MATCH (m1:Movie{title:'The Matrix'})<-[:ACTED_IN]-(p1:Person)
WITH m1.released - AVG(p1.born) AS matrixAgeAvg, m1
MATCH (m2:Movie)<-[:ACTED_IN]-(p2:Person)
WITH m2.released - AVG(p2.born) AS movieAgeAvg, matrixAgeAvg, m2, m1
WHERE movieAgeAvg <= matrixAgeAvg AND id(m2) <> id(m1)
RETURN m2.title, m2.released, movieAgeAvg

Unless you want to create your own graph database engine some questions cannot be entirely understand by a Cypher user, and it's the point of having a short and sweet language as Cypher.

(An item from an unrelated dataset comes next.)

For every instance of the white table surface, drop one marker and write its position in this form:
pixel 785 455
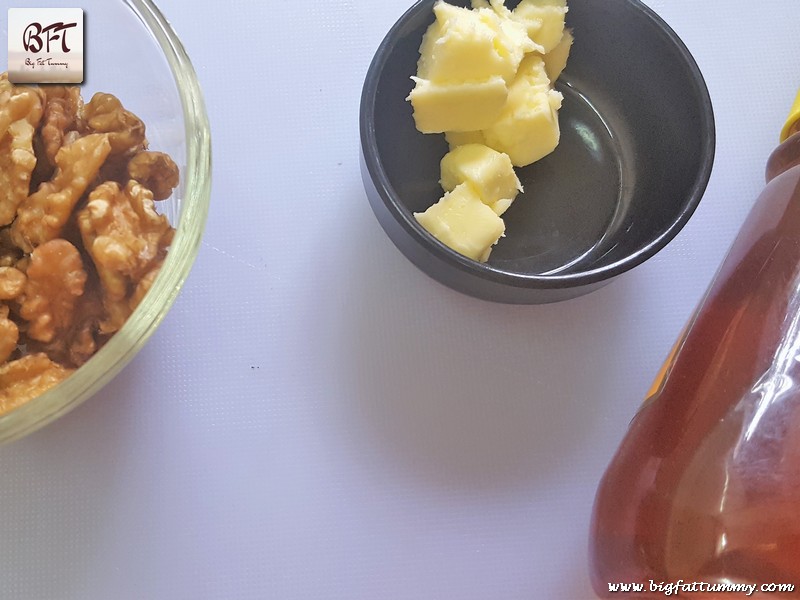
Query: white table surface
pixel 316 419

But roughly, Cypher works on two data domains at the same time, the graph itself, let's describe it as a bunch of physical links in the memory, and the projected data from this graph who are rows with data in it, you can visualise it as a table.

Some clauses or function are build to work with the graph domain and others are build to work with the projected data. If you think about it carefully, it doesn't make any sens to use avg in the graph domain because the data doesn't exists as a list or rows of something in the graph domain.

Read and try to understand the behaviour of the clause MATCH and what's a graph and so you will be able to understand the answer of @andrew_bowman

After years of mainly using procedural languages, thinking in declaratively can be a bit tricky. Adding Graph thinking on top of that adds an additional dimension.

I certainly find Cypher more intuitive than SQL but every so often, I get tripped up on the finer points.